Interventions included cleaning the surface area [18, 19, 24, 28], choosing the right size of medical equipment [18, 23], applying protective dressings [17, 18, 20,21,22,23, 26,27,28], repositioning [17, 18, 23, 24, 27, 28], elimination of pressure and friction [24], protection against forces of pressure and friction (maintenance of stable skin temperature, optimizing nutritional status, and promotion of mobility) [24], and the designing of a new suction device [25]. Dressing types primarily included hydrocolloid foam dressings [17, 18, 20, 26], but transparent hydrocolloid formulations were also used in some cases to allow observation of the skin beneath the device [21, 22]. In the case of MDRPI, it is not easy to observe before removing the medical device; thus, it is believed that the appropriate use of transparent hydrocolloid dressings may be beneficial. A study comparing Tegasorb and Tegaderm found a reduction in the incidence of PIs compared to a no-dressing control group, with no significant difference between dressing types [19]. These results, however, were based on facial skin lesions in adult patients [21]; thus, replication studies with different subjects and body part injuries are required.

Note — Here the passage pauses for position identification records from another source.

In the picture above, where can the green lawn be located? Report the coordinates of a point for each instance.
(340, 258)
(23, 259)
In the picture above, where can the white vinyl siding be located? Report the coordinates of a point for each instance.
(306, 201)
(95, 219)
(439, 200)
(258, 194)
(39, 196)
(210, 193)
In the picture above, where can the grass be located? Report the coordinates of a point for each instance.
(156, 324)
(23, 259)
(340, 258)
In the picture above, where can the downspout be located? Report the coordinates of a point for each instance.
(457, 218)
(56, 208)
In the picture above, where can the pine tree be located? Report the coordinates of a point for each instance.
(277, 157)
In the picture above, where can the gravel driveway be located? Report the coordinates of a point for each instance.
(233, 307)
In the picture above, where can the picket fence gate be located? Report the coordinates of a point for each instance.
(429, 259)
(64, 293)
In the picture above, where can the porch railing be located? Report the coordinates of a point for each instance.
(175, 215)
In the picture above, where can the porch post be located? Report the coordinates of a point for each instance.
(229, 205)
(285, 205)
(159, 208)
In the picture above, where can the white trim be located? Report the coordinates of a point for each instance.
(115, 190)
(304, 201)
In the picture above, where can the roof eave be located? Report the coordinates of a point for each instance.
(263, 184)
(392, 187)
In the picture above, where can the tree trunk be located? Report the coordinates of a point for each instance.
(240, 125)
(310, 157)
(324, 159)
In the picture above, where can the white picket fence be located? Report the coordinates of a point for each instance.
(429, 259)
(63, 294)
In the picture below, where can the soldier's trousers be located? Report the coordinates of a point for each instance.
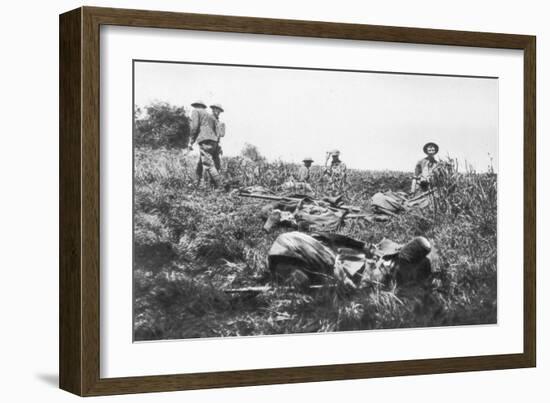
(209, 163)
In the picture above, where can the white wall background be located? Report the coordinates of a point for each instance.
(29, 202)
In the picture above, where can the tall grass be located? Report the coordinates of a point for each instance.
(192, 243)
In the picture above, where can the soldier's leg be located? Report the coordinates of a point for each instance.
(199, 169)
(208, 164)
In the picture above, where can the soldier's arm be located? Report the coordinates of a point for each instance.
(418, 168)
(194, 126)
(220, 129)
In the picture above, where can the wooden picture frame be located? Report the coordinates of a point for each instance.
(79, 349)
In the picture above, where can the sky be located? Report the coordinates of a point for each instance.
(378, 121)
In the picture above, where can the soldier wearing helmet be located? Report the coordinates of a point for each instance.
(304, 171)
(424, 168)
(204, 131)
(336, 173)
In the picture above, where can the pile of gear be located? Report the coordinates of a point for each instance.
(302, 260)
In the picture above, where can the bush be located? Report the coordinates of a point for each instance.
(161, 125)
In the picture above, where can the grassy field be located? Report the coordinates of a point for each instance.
(190, 244)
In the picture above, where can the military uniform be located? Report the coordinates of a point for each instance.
(204, 131)
(303, 174)
(424, 168)
(337, 174)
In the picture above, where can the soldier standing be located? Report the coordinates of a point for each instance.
(204, 131)
(424, 168)
(337, 173)
(217, 109)
(304, 171)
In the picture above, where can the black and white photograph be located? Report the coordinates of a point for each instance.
(271, 200)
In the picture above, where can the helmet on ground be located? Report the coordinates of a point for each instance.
(198, 104)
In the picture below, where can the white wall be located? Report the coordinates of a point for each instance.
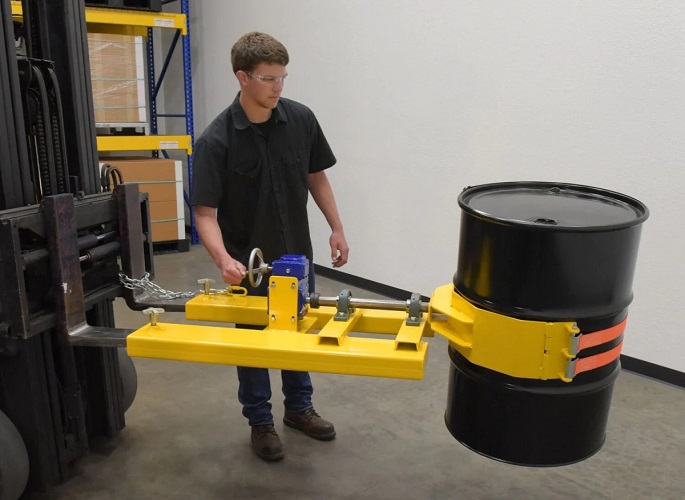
(420, 99)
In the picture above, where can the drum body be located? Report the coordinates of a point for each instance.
(542, 252)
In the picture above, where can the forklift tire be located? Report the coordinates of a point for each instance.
(14, 461)
(129, 379)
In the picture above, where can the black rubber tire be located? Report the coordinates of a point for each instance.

Most of the MDRPI assessment tools in this study used the PUSS checklist developed by the NPUAP [19, 20, 22, 23, 26, 29, 30]. However, as various MDRPIs can present with lesions at different sites, modified or investigator-standardized staging tools were more commonly used [17, 18, 21, 24, 25, 27, 28]. The most critical factor in MDRPI prevention involves the accurate measurement of the extent of skin and underlying tissues injury. However, not only do MDRPIs develop more rapidly than non-MDRPIs [38], but it is often difficult to accurately assess the skin underneath a medical device [12]; thus, it is essential to specialize the staging tool according to the type of medical device and site of occurrence.

Limitations

Despite the significance of this study, there are a few limitations to be acknowledged. First, the MDRPIs included in this study used different medical devices, various patients, protocols, and providers. Therefore, the results cannot be generalized, and it is necessary to conduct repeated RCT studies on MDRPI protocols applicable to specific participants. Secondly, a meta-analysis is more appropriate when a set of studies investigates identical or closely related relationships and is derived from similar research designs. In the present study, we have included studies with heterogeneity in terms of study quality, subjects, outcome variables, and intervention methods. Therefore, we have opted for a qualitative synthesis method instead of conducting a meta-analysis. Thirdly, another significant limitation lies in the absence of skin tone information for the participants in the studies. Consequently, we could not evaluate how diverse skin tones might influence MDRPI or impact the effectiveness of MDRPI prevention strategies. Finally, many studies were conducted as quality improvement projects, and the quality assessment showed that the papers were not of high quality, suggesting a need for higher quality evidence.

Conclusions

MDRPI prevention was found to be associated with a decreased incidence of MDRPI in patients of different ages in a variety of ICUs. MDRPI prevention strategies included nurse education/PI assessment/PI documentation/PI interventions (hygiene, repositioning, emergent therapy). PI dressings primarily included hydrocolloid foam dressings, but transparent hydrocolloid formulations were also effective in reducing the incidence of MDRPI. Depending on the age group, the utilization of different PI dressings may be necessary. Therefore, a specialized interprofessional team approach is needed depending on the type of medical device and site of the occurrence. Since it is difficult to detect MDRPI early, it is necessary to educate and support nurses to develop competency in MDRPI assessment and care while establishing a systematic nursing record system that can support appropriate documentation, including images, to build a better healthcare system.